A Definitive Statement
Difference and Repetition had an immediate influence on other philosophers in France following its publication in 1968. Although Deleuze received his greatest accolades, both in France and abroad, for his work with Guattari, Difference and Repetition is viewed as the most important statement of Deleuze’s own philosophical position and approach, an approach further refined and modified in the books he wrote with Guattari. Since its publication in English in 1994, Difference and Repetition has reached a wider audience. Because this work explicitly confronts themes broached by Deleuze’s more famous contemporary, Jacques Derrida, it provided scholars a fresh perspective on these themes. Deleuze’s ultimate influence, therefore, largely rests on the arguments and positions developed in this book.
Principal Ideas Advanced
•Difference is understood not as a difference between identifiable terms or entities, but as the difference that allows for determination and identification as such.
•Because “representation” presupposes the identity of what is represented, Deleuze’s philosophy of difference is thus a critique of representational theories of thought such as that of Immanuel Kant.
Bibliography
Boundas, Constantin V., and Dorothea Olkowski, eds. Gilles Deleuze and the Theater of Philosophy. New York: Routledge, 1994. This is a very helpful collection of essays that present varying perspectives upon most aspects of Deleuze’s work.
Deleuze, Gilles, and Claire Parnet. Dialogues. Translated by Hugh Tomlinson and Barbara Habberjam, 1977. New York: Columbia University Press, 1987. This work provides a glimpse into the philosopher’s life and thought.

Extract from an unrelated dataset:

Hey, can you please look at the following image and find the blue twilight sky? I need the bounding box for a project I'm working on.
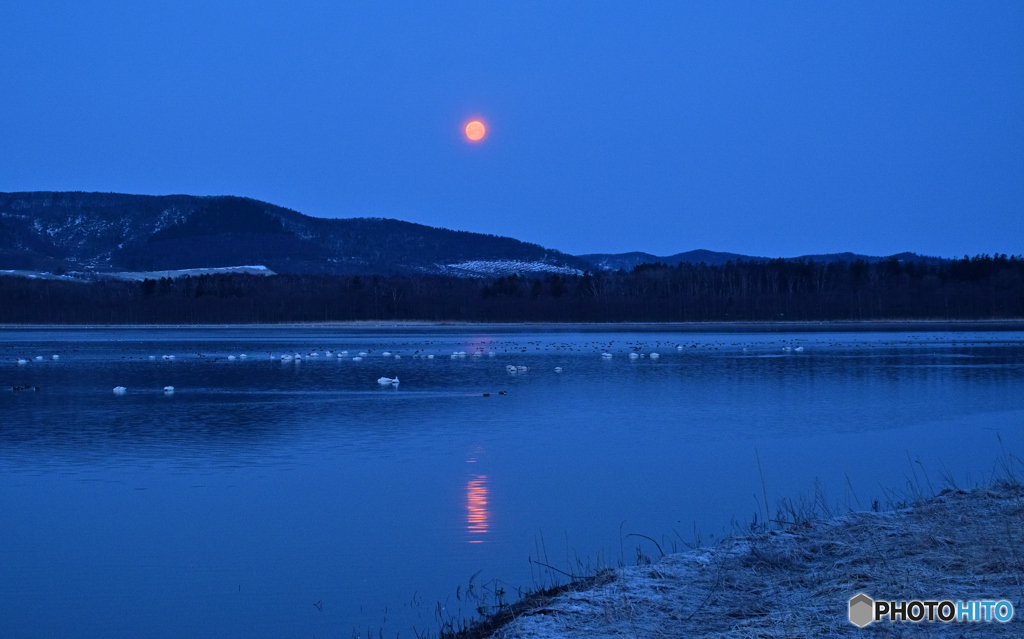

Patton, Paul, ed. Deleuze: A Critical Reader. Cambridge, Mass.: Blackwell, 1996. This is a helpful text for those who want a more in-depth, detailed analysis of Deleuze’s work.
Pearson, Keith Ansell, ed. Deleuze and Philosophy: The Difference Engineer. New York: Routledge, 1997. This collection of essays is a useful resource for acquiring a quick overview of aspects of Deleuze’s writings.
Schrift, Alan D. Nietzsche’s French Legacy: A Genealogy of Poststructuralism. New York: Routledge, 1995. This is a good overview of the French philosophical tradition within which Deleuze’s work appeared. It places Deleuze’s work solidly within the French tradition that cites Friedrich Nietzsche as its major influence rather than Edmund Husserl. This tradition also includes philosophers Jacques Derrida, Michel Foucault, Hélène Cixous, and Sarah Kofman.